Fin dagli anni Trenta del Novecento, economisti come Gunnar Myrdal e Lionel Robbins stigmatizzavano l’erronea abitudine di presentare opinioni politiche come conclusioni scientifiche, vale a dire principi normativi come evidenze logiche. Stante l’inesistenza di fini economici, è possibile solo individuare modi economici ed antieconomici per conseguire determinati obiettivi.

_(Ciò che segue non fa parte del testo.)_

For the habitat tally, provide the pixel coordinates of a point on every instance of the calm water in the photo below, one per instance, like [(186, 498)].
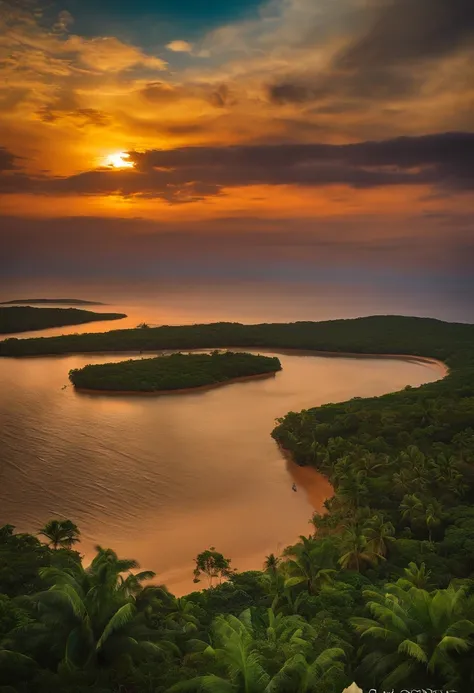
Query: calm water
[(161, 479)]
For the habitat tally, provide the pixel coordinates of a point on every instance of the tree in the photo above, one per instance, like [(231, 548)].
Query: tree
[(310, 563), (415, 576), (213, 565), (418, 636), (271, 563), (61, 533), (356, 552), (379, 534), (235, 649), (89, 616)]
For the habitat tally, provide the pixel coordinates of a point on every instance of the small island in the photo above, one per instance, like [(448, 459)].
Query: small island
[(26, 318), (173, 373), (56, 301)]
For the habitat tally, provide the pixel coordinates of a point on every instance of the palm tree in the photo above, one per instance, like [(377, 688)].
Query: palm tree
[(61, 533), (310, 563), (433, 516), (356, 551), (411, 508), (418, 636), (415, 576), (234, 648), (91, 616), (271, 563), (379, 534)]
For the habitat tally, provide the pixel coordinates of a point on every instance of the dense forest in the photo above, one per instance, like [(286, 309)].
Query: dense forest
[(377, 334), (380, 592), (173, 372), (24, 319)]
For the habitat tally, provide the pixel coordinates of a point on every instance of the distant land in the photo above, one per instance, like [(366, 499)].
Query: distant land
[(174, 373), (26, 318), (66, 301)]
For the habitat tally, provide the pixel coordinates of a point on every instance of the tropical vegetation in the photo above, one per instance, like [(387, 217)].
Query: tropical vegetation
[(380, 592), (173, 372), (27, 318)]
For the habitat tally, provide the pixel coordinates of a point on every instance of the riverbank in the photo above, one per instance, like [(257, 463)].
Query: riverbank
[(184, 390), (17, 319)]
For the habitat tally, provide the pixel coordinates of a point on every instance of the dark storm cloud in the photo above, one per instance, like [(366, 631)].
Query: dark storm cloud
[(193, 173), (412, 29), (379, 62)]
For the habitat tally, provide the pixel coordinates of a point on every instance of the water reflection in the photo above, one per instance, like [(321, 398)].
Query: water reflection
[(162, 479)]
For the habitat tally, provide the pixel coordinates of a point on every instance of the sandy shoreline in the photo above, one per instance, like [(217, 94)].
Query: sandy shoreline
[(184, 390)]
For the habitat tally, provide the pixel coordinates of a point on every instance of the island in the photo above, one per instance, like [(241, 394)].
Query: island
[(26, 318), (379, 592), (56, 301), (173, 373)]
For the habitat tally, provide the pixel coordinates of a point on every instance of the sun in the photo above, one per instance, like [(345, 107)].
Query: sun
[(119, 160)]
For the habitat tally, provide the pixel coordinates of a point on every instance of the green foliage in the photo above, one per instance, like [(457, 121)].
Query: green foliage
[(382, 593), (213, 565), (61, 533), (26, 318), (172, 372)]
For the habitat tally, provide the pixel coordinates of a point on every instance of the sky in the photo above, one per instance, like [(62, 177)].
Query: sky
[(289, 140)]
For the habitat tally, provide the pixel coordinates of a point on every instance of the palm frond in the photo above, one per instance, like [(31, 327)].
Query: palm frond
[(120, 619)]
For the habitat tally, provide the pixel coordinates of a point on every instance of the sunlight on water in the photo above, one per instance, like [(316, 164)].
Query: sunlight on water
[(161, 479)]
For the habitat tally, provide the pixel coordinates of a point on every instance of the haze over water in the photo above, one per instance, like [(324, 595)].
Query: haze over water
[(161, 479)]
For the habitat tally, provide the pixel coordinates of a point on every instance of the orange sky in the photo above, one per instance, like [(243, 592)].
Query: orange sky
[(292, 72)]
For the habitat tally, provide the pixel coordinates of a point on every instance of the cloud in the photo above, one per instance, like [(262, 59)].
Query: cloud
[(396, 54), (192, 173), (180, 46), (222, 97), (7, 160), (407, 30), (109, 54), (81, 116)]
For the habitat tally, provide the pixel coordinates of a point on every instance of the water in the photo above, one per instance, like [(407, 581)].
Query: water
[(161, 479)]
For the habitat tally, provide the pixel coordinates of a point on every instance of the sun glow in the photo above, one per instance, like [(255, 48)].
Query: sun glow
[(119, 160)]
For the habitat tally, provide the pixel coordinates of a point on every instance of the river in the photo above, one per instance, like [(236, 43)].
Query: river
[(161, 479)]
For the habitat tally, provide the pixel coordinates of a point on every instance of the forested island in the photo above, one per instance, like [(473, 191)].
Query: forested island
[(171, 373), (26, 319), (380, 592), (57, 301)]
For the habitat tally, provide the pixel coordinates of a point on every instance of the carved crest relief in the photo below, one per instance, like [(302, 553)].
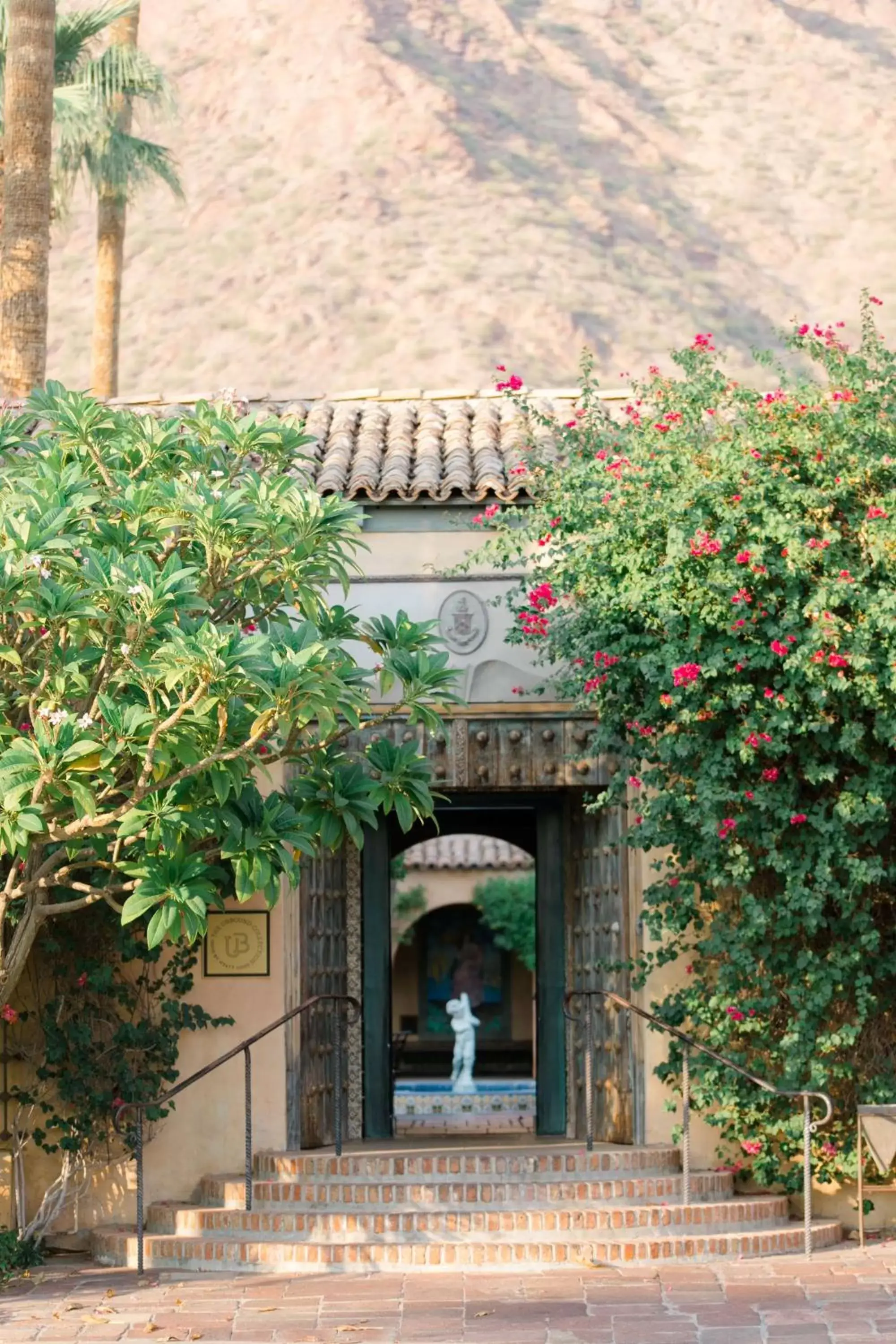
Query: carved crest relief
[(464, 621)]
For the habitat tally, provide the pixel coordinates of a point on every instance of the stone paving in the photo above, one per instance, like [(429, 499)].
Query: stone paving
[(843, 1296)]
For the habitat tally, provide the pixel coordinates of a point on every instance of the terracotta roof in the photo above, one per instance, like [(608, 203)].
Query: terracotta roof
[(410, 444), (466, 853)]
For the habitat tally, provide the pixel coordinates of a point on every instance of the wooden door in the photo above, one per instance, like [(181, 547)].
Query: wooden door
[(597, 956), (322, 964)]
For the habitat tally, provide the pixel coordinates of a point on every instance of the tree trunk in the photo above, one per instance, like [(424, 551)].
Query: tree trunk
[(25, 265), (111, 248)]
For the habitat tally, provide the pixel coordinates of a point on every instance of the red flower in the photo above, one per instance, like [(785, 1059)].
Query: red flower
[(704, 545), (685, 674), (513, 383)]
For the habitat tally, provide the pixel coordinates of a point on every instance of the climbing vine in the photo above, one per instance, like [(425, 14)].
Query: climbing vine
[(719, 588)]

Consiglieri del Principe ed economisti à la mode vengono così messi alla berlina dall’economista torinese non perché condizionati dai residui paretiani (che tale condizionamento è antropologicamente inevitabile) ma in quanto spacciano le costruzioni intellettuali erette su tali elementi sentimentali e irrazionali come oggettive e scientificamente comprovate. Vari sono gli zeitgeist di cui tra Otto e Novecento i colleghi di Ricossa si sono eretti in Italia a massimi interpreti; da quello liberale a quello comunista, nella versione berlingueriana dell’austerità anticonsumista, passando per quello keynesiano. E proprio negli ambienti del Pci e della Cgil è maturato negli scorsi decenni uno dei frutti più velenosi del bendiano tradimento dei chierici, della resa allo spirito del tempo.

Siamo nel 1967. Il sindacalista e parlamentare comunista Luciano Lama lancia la “assurda teoria del salario come variabile indipendente” rispetto all’andamento della produttività. È la débâcle, il naufragio degli uomini di scienza o presunti tali. “Gli economisti - scrive Ricossa con penna intinta nel fiele - invece di insorgere come un sol uomo contro la fandonia, scantonavano. Alcuni eruditi pescavano, in un libro pressoché illeggibile di Sraffa, dei passi che forse potevano essere interpretati in senso favorevole a Lama. Vi si facevano ipotesi per cui nulla spiegava il salario se non l’opposta forza contrattuale dei sindacati e dei padroni. Ma nelle economie terrestri, non quelle marziane o altre di fantasia, era evidente la falsità della tesi. Finita la moda sindacale, nel 1977, Lama medesimo avrebbe riconosciuto che la trovata della ‘variabile indipendente’ era una fandonia gesuitica detta ‘a fin di bene’. Il livello del salario nei contratti di lavoro dipendeva dalla volontà dei contraenti; ma non dipendevano dalla loro volontà le conseguenze”.

Ma, complici l’ignavia e la cortigianeria degli intellettuali organici e di complemento, le centrali sindacali già all’inizio degli anni Sessanta avevano palesato irresponsabilità e demagogia macroscopiche, come ricorda Piero Craveri nel suo recentissimo L’arte del non governo. L’inarrestabile declino della Repubblica italiana, facendo della Pubblica amministrazione, attraverso consistenti incrementi delle retribuzioni, il serbatoio del loro consenso clientelare, concorrendo così al progressivo sfacelo di un ganglio essenziale come l’amministrazione per uno Stato efficiente.